Multi-process
Under Unix/linux, we are provided with an interface similar to the fork () function in the <unistd.h> header file in C, which is located in the OS module, similarly to C, which returns the child process ID for the parent process fork () call, and returns 0 for the child process.
Import OS, timepid = Os.fork () if pid = = 0: While True: print ' child process ' time.sleep (1) Else: while Tru E: print ' parent process ' time.sleep (3)
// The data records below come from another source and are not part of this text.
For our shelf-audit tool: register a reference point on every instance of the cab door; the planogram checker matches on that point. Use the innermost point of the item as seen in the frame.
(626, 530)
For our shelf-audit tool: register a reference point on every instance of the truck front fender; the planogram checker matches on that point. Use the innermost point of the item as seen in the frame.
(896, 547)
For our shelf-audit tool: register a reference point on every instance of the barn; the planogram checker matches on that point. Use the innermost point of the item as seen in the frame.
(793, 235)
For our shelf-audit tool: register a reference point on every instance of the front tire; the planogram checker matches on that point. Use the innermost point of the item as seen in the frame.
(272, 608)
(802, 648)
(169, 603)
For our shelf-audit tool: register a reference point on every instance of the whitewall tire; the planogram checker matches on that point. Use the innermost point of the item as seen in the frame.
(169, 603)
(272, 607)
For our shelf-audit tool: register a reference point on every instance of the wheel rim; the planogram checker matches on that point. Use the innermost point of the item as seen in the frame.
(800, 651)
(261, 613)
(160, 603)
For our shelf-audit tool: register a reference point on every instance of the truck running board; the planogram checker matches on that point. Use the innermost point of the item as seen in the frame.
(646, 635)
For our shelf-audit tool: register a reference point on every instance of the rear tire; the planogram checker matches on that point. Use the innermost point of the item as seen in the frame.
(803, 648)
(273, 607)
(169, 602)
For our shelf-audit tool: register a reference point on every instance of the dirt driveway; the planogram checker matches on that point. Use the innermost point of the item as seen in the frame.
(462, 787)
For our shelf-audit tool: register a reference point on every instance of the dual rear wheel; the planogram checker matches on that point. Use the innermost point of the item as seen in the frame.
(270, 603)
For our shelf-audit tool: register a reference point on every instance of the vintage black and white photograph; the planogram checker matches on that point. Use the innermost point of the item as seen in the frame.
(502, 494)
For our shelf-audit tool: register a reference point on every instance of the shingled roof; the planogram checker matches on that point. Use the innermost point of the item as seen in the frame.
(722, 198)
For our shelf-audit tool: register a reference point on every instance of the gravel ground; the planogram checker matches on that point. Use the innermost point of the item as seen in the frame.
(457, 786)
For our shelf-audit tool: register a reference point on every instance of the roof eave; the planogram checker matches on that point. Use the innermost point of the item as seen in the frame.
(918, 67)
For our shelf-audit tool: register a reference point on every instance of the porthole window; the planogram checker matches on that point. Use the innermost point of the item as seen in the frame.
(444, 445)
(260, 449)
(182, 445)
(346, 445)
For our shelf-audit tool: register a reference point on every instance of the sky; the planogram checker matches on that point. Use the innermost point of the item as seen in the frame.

Given that Windows does not have this call, Python provides us with a cross-platform version, which is the multiprocessing module that enables cross-platform multi-process through the process class in the Multiprocessing module, which is very simple to use
#coding: Utf-8from multiprocessing import processimport OS, Timedef handler (args):p rint ' process parameter is%s '% Argswhi Le True:print ' child process ' time.sleep (1) If __name__== ' __main__ ': print ' parent process is%d '% os.getpid () Child_proc = Process (target = handler, args= (' Test parameter ',)) #指定子进程开始执行的函数 Child_proc.start () while True: print ' parent process ' time.sleep (3)
Note : If __name__== ' __main__ ' is not added, the code in the module will be executed again after the child process is started, and it should be added to avoid unnecessary errors.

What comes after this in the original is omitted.